Twitter Blue Subscribers Might Soon Be A...

Twitter Blue Subscribers Might Soon Be Able To Hide Their Checkmarks

Twitter Blue Subscribers Might Soon Be Able To Hide Their Checkmarks

Mar 26, 2023 02:34 AM John Wick

Twitter Blue subscribers who don’t want their checkmark to advertise to the world that they paid $8 for it, may soon be able to hide it from their profile.

Alessandro Paluzzi, a mobile developer and leaker, claims, claims to have noticed Twitter testing an option to hide the Blue checkmark on profiles. As his screengrab of the in-development feature shows, one of the options reads: “Show or hide your blue checkmark on your profile.”

Since it became possible to pay for a checkmark, profiles with it have become targeted by abuse by users who mock them for being a Musk fanboy or parting with $8 a month.

As The Verge notes, antipathy to Twitter Blue is so widespread that there are tools that allow people to block anyone who is a Blue subscriber. 

Twitter, which started replying to all press requests with a poop emoji last week, did not immediately respond to PCMag’s request for comment as to whether this would be rolled out.

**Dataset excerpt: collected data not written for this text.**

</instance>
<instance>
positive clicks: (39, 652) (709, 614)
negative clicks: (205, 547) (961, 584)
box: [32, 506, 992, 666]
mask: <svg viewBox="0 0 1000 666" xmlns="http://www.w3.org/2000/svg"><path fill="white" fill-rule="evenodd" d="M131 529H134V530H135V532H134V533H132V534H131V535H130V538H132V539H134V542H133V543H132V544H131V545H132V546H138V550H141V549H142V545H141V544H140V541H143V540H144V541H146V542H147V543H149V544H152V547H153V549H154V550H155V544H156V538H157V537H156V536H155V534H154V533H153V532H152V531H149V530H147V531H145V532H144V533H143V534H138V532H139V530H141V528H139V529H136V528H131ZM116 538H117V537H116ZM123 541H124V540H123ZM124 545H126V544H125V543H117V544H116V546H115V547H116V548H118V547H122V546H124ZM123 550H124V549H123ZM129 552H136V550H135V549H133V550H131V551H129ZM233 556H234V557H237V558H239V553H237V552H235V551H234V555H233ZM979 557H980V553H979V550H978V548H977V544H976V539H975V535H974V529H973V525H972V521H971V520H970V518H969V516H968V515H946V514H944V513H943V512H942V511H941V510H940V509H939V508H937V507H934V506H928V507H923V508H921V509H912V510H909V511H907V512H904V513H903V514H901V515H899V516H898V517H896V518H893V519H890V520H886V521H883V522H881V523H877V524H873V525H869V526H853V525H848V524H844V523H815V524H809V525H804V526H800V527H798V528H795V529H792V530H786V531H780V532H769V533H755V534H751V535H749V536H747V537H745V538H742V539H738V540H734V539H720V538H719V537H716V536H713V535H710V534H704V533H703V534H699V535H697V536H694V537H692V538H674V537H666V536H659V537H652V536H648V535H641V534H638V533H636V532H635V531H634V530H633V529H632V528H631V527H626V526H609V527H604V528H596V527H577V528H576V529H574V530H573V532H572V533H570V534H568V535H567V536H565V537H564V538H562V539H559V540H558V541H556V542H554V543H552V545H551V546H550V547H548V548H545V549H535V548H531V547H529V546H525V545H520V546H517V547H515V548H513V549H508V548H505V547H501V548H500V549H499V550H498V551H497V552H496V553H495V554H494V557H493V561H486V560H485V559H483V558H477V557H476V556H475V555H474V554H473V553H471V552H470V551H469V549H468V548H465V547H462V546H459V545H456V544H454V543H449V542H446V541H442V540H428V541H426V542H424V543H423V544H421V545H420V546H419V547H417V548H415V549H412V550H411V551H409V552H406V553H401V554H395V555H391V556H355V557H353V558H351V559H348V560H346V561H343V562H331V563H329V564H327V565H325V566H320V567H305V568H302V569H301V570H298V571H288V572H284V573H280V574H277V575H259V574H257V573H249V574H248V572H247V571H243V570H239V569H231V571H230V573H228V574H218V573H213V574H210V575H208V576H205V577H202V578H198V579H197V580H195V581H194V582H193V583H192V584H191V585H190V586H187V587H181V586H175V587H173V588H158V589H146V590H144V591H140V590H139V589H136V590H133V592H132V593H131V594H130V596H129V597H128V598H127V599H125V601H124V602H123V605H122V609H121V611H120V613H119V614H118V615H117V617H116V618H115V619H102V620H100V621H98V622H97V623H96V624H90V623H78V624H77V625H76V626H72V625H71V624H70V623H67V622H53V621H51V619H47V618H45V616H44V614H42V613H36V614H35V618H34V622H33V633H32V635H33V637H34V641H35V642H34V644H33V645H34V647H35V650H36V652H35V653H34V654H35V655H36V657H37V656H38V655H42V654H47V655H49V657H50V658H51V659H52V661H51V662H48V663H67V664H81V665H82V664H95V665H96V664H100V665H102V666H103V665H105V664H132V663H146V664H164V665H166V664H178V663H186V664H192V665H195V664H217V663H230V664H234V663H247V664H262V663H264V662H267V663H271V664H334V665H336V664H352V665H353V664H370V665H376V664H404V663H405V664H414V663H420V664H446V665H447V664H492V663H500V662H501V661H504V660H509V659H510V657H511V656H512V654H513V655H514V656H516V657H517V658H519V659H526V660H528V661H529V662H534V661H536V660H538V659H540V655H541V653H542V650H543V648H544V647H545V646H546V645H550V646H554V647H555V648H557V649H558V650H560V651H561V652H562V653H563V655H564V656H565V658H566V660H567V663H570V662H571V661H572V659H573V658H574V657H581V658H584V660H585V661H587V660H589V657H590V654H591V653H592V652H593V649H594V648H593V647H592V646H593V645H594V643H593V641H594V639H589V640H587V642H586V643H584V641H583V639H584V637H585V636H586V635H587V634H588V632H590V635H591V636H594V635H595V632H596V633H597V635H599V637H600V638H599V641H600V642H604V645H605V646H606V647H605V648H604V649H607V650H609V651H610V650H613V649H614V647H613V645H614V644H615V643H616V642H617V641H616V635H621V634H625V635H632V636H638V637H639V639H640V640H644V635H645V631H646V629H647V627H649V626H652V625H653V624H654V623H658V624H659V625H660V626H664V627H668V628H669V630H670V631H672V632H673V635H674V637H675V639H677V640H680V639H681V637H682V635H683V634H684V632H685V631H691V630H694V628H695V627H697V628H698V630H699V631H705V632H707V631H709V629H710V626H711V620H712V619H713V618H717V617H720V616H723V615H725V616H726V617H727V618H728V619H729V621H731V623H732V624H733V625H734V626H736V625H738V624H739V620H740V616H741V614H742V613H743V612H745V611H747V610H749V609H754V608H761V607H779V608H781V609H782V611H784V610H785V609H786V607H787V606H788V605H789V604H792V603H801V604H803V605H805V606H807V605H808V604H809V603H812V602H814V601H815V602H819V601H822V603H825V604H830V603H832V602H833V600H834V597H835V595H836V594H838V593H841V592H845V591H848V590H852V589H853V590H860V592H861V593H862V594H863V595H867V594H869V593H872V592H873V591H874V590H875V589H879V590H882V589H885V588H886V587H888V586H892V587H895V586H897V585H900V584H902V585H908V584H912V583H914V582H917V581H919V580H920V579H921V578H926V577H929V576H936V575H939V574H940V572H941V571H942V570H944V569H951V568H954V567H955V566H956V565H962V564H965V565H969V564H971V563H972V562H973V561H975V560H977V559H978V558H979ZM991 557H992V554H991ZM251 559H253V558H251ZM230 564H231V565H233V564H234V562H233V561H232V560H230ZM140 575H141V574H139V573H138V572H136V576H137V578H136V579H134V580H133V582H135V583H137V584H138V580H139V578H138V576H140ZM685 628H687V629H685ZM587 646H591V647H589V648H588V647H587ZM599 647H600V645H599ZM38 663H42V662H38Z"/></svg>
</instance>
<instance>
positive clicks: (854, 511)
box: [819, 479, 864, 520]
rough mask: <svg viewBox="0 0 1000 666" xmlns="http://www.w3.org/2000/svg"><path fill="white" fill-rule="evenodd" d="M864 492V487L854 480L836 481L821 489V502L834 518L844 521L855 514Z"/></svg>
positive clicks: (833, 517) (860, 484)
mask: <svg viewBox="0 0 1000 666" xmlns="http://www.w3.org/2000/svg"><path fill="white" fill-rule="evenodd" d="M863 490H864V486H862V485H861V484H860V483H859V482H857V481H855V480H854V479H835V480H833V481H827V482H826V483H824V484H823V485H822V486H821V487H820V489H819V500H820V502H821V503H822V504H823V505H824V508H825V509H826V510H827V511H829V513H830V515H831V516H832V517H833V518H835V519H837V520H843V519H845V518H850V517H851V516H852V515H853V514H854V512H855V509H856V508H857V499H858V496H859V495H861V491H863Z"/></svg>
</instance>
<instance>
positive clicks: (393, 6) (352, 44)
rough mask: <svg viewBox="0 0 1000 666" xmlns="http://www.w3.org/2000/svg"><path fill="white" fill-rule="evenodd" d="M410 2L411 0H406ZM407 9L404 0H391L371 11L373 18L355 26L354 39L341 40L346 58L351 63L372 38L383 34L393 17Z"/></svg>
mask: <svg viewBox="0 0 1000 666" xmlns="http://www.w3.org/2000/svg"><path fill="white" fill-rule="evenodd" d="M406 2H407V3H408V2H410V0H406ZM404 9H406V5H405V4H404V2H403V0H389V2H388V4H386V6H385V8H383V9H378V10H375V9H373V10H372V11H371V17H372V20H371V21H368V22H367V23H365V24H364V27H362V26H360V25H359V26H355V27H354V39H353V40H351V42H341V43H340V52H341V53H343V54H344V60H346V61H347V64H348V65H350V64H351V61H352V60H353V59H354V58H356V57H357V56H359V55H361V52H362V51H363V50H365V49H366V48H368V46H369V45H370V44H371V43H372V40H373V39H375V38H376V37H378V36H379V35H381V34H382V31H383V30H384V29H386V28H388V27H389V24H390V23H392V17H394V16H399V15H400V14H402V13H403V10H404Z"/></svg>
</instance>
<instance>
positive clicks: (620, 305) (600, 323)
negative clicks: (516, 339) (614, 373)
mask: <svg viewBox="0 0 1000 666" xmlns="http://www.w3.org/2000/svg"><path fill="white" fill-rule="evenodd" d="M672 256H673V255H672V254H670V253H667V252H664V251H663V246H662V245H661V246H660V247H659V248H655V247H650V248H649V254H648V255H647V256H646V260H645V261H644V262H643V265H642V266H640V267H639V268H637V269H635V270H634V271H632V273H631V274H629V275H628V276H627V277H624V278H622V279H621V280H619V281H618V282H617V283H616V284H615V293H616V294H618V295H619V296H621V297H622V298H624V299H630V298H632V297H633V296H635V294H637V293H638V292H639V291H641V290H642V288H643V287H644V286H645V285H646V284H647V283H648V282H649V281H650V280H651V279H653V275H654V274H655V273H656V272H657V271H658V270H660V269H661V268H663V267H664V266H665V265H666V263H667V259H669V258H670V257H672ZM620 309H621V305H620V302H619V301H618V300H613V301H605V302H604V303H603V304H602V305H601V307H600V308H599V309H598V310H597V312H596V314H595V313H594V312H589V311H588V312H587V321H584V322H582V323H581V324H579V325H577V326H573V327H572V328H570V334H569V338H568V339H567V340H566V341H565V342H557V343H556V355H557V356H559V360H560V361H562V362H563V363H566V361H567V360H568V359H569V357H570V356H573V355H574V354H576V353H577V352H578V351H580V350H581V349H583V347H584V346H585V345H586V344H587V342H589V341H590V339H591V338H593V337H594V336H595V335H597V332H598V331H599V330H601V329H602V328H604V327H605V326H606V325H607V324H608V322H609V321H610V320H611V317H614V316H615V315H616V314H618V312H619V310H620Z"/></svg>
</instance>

All Twitter Blue subscribers must provide and verify their government ID to use the features, which include longer tweets of up to 4,000 characters, and two-factor SMS authentication—a feature it got rid of for standard users recently.

In another move, Twitter said it would begin removing legacy verified checkmarks on April 1st. Musk has not been shy in demonstrating his disdain for the checkmarks, calling them “corrupt” in November. The move means that post-April 1 anyone with a blue checkmark will most definitely have paid for it. It’s therefore not too much of a surprise that Twitter would be developing a feature that allows subscribers to hide their checkmark.

Twitter Blue hasn’t had the easiest of launches. In November, after a flood of new users hijacked the feature to impersonate celebrities and public figures including CEO Elon Musk, new Blue subscriptions were temporarily halted. Blue has reportedly attracted just 180,000 US and 290,000 worldwide subscribers in the two months after its November relaunch.